The last candidate has been the hottest player in the majors over the last two months. Giancarlo Stanton has hit 29 HRs with 56 RBI over the last 50 games. In that time frame, he is slashing .311/.430/.842. Your math is correct. He has an awe-inspiring 1.272 OPS over the last 50 games. Now, for the season he has a slash line of .286/.381/.657 with 53 HRs and 112 RBI, and he has a WAR of 6.7, good for second in the NL and first among position players. This one is simple in my opinion. If Stanton hits 60 home runs for the season, then it is undoubtedly his award. The Marlins slugger would become just the sixth player in MLB history to hit 60 home runs in a season. So, if Stanton puts his name in the history books, then he deserves the award. But until then, I think it’s a fight between these three men.
Honorable Mentions: Charlie Blackmon – Colorado Rockies (.342/.406/.625, 33 HRs, 86 RBI), Nolan Arenado – Colorado Rockies (.303/.362/.577, 30 HRs, 111 RBI), Max Scherzer – Washington Nationals (13-5, 2.19 ERA)
These are, of course, my predictions based on stats and general history of how the voters tend to make these decisions.

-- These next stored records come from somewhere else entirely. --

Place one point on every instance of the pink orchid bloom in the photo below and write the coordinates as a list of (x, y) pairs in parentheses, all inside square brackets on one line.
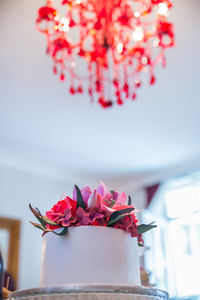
[(95, 214), (82, 217), (95, 199)]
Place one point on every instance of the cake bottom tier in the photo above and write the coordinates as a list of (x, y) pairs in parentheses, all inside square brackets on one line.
[(83, 292)]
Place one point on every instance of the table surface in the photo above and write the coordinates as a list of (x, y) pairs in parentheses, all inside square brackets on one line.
[(84, 288)]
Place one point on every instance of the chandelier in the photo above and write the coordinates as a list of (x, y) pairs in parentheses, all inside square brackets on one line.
[(109, 44)]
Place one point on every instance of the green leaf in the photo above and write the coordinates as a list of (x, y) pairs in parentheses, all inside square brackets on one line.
[(118, 215), (80, 202), (48, 221), (63, 232), (37, 225), (145, 227), (37, 215)]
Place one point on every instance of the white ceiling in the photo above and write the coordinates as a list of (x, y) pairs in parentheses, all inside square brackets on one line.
[(44, 129)]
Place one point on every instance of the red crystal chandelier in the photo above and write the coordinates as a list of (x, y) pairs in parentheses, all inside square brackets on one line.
[(107, 43)]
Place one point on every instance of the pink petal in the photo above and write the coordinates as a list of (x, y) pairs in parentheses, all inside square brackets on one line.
[(74, 194), (92, 199), (104, 191), (86, 192), (115, 195)]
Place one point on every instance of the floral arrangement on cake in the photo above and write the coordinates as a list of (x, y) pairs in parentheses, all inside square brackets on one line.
[(98, 207)]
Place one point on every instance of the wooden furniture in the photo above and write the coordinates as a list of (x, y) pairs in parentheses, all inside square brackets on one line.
[(90, 292), (12, 226)]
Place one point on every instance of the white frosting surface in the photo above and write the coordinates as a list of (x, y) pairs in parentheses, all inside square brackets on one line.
[(92, 255)]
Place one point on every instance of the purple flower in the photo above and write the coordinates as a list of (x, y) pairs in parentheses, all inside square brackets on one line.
[(81, 217), (94, 214), (85, 192)]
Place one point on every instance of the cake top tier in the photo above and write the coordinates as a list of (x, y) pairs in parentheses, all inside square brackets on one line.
[(94, 207)]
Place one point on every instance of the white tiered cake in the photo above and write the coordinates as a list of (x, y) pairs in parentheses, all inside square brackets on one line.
[(92, 255)]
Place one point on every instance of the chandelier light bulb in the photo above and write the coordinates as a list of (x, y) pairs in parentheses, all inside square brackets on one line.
[(103, 47), (120, 48), (138, 34), (162, 9), (136, 14)]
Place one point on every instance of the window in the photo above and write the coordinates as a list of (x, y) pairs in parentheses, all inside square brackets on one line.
[(173, 248)]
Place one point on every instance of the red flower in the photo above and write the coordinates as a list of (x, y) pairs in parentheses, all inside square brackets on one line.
[(46, 13)]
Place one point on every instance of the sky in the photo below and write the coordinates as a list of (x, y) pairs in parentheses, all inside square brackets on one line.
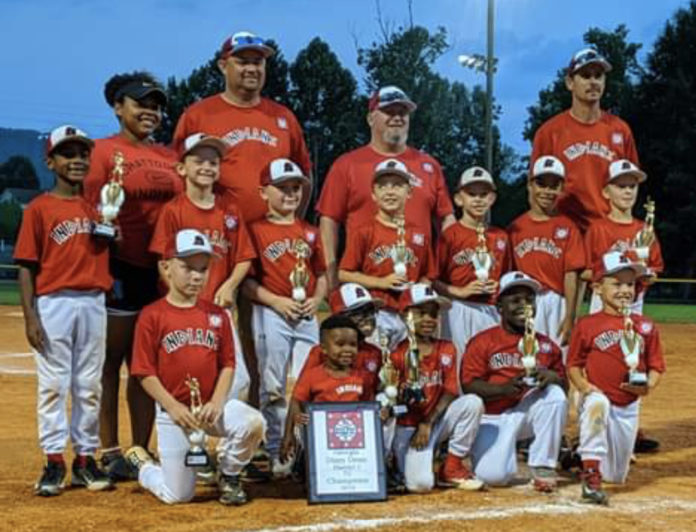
[(57, 54)]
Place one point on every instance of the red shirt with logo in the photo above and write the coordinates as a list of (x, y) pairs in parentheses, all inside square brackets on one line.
[(56, 233), (437, 375), (546, 249), (456, 249), (595, 347), (255, 136), (346, 195), (172, 343), (369, 250), (493, 356)]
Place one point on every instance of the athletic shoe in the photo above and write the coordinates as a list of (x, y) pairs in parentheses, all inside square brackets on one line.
[(90, 476), (453, 473), (592, 491), (231, 491), (52, 480)]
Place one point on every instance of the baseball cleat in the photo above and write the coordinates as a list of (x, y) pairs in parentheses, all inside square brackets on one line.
[(52, 480), (88, 475)]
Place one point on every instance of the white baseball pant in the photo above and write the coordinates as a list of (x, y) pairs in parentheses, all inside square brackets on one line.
[(608, 434), (281, 349), (74, 323), (458, 425), (540, 414), (240, 428)]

For instance, while the two Colorado Rockies stars (Arenado and Blackmon) are having monster years, the awards voters don’t tend to vote for Rockies players due to the “Coors Field effect,” which is the belief that the dimensions and elevation of Coors Field lend to more offense from it’s players. For instance, a look at the home and away splits for these two players:
Home – .331/.385/.639/.1.024, 16 HRs, 70 RBI
Away – .280/.342/.519/.861, 14 HRs, 42 RBI
Home – .390/.466/.781/1.247, 21 HRs, 47 RBI
Away – .292/.340/.469/.808, 12 HRs, 39 RBI
Look at those splits! That’s a drop of over 300 points in slugging percentage from Blackmon! Those are drastic drops in all categories from both players. I’m a fan of both players, but those drop-offs in productivity within the confines of Coors Field and elsewhere are too big to justify a vote over the other candidates. Of course, this is just an example of how I’m basing this from just one of the awards. As I said, I’m basing these predictions off of voter habits in recent years. We’ll certainly see after the postseason how these predictions turned out.